How aggregation works
The observer doesn't insert one row per 404 hit — it INSERT … ON DUPLICATE KEY UPDATEs on (request_path, store_id):
- First hit → new row with
hit_count = 1 - Subsequent hits →
hit_countincremented,last_seenupdated, latestreferreranduser_agentoverwritten query_stringoverwritten on each hit (last-wins)
So a path that's hit 1000 times produces one row with hit_count = 1000, not 1000 rows.
Admin grid
Marketing → SEO Suite → 404 Capture Log
Default sort: hit_count DESC so the worst offenders surface first.
| Column | Notes |
|---|---|
| ID | Internal entity_id |
| Hits | Total since first_seen for this path |
| Path | The 404'd request_path |
| Query string | Last query string seen |
| Store | Store ID where the 404 occurred |
| Last referrer | Most recent referrer header |
| Last UA | Most recent user-agent (truncated to 510 chars) |
| Resolved | Yes when a redirect has been created for this path |
| First seen / Last seen | Timestamps |
Per-row action: Create redirect — only shown when not resolved. Lands you on the redirect form with request_path pre-populated.
Workflow: from 404 to 301
- Editor opens the 404 Capture Log → sees
/old-product-page.htmlwith 247 hits, last hit yesterday - Clicks Create redirect → redirect form opens with
request_path = old-product-page.html - Editor fills in
target_path = new-product-page.html, picks 301 - Save →
RedirectManagercreates the rewrite + sidecar row + marks the 404 entry as resolved - Future 404s for this path cease (request now serves a 301)
- Existing 404 row stays in the grid as
resolved=Yesfor audit history
Daily purge cron
byte8_seosuite_purge_404_log runs at 30 3 * * *. Purges entries with last_seen < (now - retention_days). Multi-store installs use the LARGEST retention configured across stores, so no store loses data another store wanted to keep.

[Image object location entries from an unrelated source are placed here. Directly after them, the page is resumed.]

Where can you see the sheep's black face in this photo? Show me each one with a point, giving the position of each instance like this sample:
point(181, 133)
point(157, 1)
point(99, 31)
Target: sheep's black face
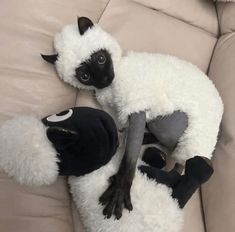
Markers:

If the feature is disabled on every store, the cron exits without touching any rows.
Performance
Each 404 hit triggers one INSERT … ON DUPLICATE KEY UPDATE against an indexed table. On a healthy database this is sub-millisecond — invisible to the response cycle. The observer wraps the call in try/catch so a database failure can never break the 404 page itself (logged to system.log instead).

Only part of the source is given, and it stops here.